There are eight principles of good practice for the control of exposure to substances hazardous to health, published by the Health and Safety Executive in 2005.15 They are as follows:
1. Design and operate processes and activities to minimize emission, release and spread of substances hazardous to health.
2. Take into account all relevant routes of exposure – inhalation, skin absorption and ingestion – when developing control measures.
3. Control exposure using measures that are proportionate to the health risk.
4. Choose the most effective and reliable control options which minimize the escape and spread of substances hazardous to health.
5. Where adequate control of exposure cannot be achieved by other means, provide, in combination with other control measures, suitable personal protective equipment.
6. Check and review regularly all elements of control measures for their continuing effectiveness.

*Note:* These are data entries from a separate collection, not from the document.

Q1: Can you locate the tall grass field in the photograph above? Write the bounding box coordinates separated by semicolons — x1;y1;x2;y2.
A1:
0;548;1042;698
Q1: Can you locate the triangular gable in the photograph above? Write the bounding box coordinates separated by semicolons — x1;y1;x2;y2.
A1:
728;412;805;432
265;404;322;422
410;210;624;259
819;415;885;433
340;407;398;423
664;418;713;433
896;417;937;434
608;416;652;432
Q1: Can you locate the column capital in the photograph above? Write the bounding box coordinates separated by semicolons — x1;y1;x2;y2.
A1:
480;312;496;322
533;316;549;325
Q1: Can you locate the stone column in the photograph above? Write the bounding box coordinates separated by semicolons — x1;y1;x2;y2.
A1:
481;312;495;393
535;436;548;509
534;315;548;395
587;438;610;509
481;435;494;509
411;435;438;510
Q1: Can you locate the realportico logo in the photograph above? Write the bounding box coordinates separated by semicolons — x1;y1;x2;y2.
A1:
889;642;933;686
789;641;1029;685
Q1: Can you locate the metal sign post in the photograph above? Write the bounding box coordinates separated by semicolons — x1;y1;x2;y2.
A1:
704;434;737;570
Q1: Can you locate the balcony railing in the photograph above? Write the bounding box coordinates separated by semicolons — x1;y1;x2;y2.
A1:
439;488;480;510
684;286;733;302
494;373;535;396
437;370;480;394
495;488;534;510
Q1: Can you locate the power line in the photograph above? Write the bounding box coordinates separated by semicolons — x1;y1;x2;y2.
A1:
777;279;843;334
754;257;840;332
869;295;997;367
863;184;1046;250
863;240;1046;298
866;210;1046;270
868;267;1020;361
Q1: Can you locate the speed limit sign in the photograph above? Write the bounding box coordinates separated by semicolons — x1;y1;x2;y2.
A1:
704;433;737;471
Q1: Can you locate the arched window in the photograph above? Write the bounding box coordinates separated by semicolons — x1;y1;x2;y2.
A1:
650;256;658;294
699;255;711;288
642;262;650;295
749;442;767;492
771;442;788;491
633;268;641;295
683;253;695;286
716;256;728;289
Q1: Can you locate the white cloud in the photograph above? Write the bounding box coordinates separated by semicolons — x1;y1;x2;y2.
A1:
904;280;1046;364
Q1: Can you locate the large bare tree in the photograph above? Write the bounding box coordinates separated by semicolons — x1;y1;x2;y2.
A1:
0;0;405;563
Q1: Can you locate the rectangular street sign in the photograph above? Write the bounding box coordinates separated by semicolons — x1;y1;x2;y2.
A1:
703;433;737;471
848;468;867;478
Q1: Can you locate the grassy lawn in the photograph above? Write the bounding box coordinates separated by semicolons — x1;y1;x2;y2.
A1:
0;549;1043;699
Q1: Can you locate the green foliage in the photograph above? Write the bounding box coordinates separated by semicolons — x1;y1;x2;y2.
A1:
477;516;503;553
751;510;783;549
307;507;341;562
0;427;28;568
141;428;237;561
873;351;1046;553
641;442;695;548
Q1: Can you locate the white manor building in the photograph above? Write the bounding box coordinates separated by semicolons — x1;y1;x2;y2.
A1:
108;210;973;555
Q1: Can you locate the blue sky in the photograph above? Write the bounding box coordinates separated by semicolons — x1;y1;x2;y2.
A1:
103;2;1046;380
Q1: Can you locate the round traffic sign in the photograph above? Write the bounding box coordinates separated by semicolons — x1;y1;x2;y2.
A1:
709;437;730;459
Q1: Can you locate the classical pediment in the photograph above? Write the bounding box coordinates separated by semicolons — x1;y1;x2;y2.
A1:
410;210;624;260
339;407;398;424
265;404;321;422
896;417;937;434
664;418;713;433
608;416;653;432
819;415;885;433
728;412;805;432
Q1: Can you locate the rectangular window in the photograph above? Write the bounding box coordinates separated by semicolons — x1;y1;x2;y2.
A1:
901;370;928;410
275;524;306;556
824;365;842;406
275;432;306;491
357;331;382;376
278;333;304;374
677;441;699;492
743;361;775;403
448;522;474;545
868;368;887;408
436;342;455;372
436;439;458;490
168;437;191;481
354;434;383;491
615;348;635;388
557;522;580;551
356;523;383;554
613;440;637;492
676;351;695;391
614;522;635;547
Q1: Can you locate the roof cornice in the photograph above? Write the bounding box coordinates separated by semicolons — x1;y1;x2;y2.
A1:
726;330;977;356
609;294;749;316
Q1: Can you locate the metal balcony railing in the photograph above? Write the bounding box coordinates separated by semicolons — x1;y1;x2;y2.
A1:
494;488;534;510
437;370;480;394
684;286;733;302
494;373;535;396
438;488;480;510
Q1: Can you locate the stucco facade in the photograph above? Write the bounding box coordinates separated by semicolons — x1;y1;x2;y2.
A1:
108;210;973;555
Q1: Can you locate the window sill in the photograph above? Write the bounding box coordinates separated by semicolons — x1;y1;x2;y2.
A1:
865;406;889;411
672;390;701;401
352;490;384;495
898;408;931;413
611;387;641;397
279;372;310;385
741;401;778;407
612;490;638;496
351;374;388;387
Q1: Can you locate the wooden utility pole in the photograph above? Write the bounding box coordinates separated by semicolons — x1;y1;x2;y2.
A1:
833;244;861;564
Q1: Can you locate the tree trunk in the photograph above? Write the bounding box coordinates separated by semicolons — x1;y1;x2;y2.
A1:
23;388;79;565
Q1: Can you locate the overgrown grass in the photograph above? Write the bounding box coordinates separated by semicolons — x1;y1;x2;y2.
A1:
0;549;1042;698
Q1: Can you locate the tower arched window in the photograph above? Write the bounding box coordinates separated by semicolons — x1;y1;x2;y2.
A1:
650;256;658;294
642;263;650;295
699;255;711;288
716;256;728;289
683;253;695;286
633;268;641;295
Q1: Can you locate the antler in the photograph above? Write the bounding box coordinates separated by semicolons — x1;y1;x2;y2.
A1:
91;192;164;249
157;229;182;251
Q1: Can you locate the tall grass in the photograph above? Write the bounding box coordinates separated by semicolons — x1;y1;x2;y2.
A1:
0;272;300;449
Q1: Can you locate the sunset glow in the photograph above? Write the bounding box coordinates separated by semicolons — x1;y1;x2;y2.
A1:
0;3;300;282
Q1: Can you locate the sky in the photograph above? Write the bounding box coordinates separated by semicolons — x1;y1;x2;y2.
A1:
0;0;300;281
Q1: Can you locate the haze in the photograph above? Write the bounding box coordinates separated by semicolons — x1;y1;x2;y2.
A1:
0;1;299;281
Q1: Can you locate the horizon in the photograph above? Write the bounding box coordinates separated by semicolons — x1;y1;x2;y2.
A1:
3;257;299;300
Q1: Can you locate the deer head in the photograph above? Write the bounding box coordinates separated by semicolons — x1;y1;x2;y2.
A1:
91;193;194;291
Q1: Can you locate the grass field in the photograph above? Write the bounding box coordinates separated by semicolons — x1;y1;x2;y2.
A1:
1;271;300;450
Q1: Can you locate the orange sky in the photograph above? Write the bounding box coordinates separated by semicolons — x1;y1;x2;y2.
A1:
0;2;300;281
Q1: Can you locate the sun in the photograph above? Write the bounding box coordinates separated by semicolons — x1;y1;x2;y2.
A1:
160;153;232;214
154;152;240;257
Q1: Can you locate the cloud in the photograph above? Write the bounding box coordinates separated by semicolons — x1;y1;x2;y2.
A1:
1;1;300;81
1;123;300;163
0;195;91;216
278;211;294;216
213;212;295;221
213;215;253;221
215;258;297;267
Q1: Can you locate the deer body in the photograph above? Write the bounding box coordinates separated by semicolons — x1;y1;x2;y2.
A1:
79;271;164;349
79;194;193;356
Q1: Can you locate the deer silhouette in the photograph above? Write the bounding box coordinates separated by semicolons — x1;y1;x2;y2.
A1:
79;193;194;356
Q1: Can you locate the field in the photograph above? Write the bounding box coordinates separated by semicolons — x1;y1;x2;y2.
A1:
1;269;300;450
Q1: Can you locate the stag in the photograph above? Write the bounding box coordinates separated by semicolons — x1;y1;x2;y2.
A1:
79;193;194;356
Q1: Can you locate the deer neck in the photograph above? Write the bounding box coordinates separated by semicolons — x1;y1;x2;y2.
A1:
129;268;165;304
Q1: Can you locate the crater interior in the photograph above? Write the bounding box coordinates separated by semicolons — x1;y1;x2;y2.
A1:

7. Inform and train all employees on the hazards and risks from the substances with which they work and the use of control measures developed to minimize the risks.
8. Ensure that the introduction of control measures does not increase the overall risk to health and safety.
Control of pollution
When no steps are taken to avoid pollution, the exposure limits may be exceeded. One study from a 20 hospital survey reported that the levels of halothane varied between 0.1 and 60 ppm (mean of 2.8 ppm) and for nitrous oxide between 10 and 3000 ppm (mean of 388.5 ppm) when scavenging systems were not used.16 In the same study the installation of an active scavenging system in one particular hospital reduced the anaesthetist’s exposure to nitrous oxide (and halothane) from a mean value of 411 ppm (and 1.9 ppm) to a mean value of 24.5 ppm (and <0.1 ppm).